FrequencySummarizer-Python3.py


# coding: utf-8

# In[ ]:


######################################################################################
# THis example is pretty much entirely based on this excellent blog post
# http://glowingpython.blogspot.in/2014/09/text-summarization-with-nltk.html
# Thanks to TheGlowingPython, the good soul that wrote this excellent article!
# That blog is is really interesting btw.
######################################################################################


######################################################################################
# nltk - "natural language toolkit" is a python library with support for 
#         natural language processing. Super-handy.
# Specifically, we will use 2 functions from nltk
#  sent_tokenize: given a group of text, tokenize (split) it into sentences
#  word_tokenize: given a group of text, tokenize (split) it into words
#  stopwords.words('english') to find and ignored very common words ('I', 'the',...) 
#  to use stopwords, you need to have run nltk.download() first - one-off setup
######################################################################################
from nltk.tokenize import sent_tokenize,word_tokenize
from nltk.corpus import stopwords

######################################################################################
# We have use dictionaries so far, but now that we have covered classes - this is a good
# time to introduce defaultdict.

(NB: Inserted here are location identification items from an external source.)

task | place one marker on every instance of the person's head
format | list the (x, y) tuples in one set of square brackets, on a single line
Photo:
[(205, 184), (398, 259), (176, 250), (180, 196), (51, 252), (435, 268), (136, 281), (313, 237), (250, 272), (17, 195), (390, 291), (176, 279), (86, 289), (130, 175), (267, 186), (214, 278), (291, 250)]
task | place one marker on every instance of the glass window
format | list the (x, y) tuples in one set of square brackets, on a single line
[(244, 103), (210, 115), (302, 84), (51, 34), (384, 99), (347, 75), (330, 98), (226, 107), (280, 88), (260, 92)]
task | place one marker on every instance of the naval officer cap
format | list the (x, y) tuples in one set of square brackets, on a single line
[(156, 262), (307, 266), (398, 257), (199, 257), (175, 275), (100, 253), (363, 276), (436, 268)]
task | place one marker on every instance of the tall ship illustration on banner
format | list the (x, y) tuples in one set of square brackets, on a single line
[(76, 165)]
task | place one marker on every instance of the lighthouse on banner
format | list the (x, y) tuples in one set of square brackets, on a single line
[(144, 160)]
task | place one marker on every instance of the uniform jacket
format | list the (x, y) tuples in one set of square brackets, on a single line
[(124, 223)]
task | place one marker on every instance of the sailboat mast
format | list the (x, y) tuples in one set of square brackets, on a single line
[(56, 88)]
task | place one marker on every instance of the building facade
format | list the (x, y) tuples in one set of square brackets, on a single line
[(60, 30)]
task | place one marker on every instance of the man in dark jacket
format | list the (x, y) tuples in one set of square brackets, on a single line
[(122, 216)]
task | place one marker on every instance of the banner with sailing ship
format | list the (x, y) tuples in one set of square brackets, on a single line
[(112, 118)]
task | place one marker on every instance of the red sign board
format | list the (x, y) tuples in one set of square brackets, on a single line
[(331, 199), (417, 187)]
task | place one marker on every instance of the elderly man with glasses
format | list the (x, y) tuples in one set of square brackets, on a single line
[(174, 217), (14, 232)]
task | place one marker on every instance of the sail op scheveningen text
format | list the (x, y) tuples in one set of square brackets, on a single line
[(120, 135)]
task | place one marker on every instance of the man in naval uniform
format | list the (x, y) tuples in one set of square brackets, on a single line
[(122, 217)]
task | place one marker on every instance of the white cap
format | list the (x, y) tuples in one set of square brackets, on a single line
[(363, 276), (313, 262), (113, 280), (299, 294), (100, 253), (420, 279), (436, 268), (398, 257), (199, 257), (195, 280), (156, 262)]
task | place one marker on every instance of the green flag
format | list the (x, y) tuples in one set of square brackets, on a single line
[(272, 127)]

THis is class that inherits from dictionary, but has
# one additional nice feature: Usually, a Python dictionary throws a KeyError if you try 
# to get an item with a key that is not currently in the dictionary. 
# The defaultdict in contrast will simply create any items that you try to access 
# (provided of course they do not exist yet). To create such a "default" item, it relies 
# a function that is passed in..more below. 
######################################################################################
from collections import defaultdict

######################################################################################
#  punctuation to ignore punctuation symbols
######################################################################################
from string import punctuation

######################################################################################
# heapq.nlargest is a function that given a list, easily and quickly returns
# the 'n' largest elements in the list. More below
######################################################################################
from heapq import nlargest


######################################################################################
# Our first class, named FrequencySummarizer 
######################################################################################
class FrequencySummarizer:
    # indentation changes - we are now inside the class definition
    def __init__(self, min_cut=0.1, max_cut=0.9):
        # The constructor named __init__
        # THis function will be called each time an object of this class is 
        # instantiated
        # btw, note how the special keyword 'self' is passed in as the first
        # argument to each method (member function).
        self._min_cut = min_cut
        self._max_cut = max_cut 
        # Words that have a frequency term lower than min_cut 
        # or higer than max_cut will be ignored.
        self._stopwords = set(stopwords.words('english') + list(punctuation))
        # Punctuation symbols and stopwords (common words like 'an','the' etc) are ignored
        #
        # Here self._min_cut, self._max_cut and self._stopwords are all member variables
        # i.e. each object (instance) of this class will have an independent version of these
        # variables. 
        # Note how this function is used to set up the member variables to their appropriate values
    # indentation changes - we are out of the constructor (member function, but we are still inside)
    # the class.
    # One important note: if you are used to programming in Java or C#: if you define a variable here
    # i.e. outside a member function but inside the class - it becomes a STATIC member variable
    # THis is an important difference from Java, C# (where all member variables would be defined here)
    # and is a common gotcha to be avoided.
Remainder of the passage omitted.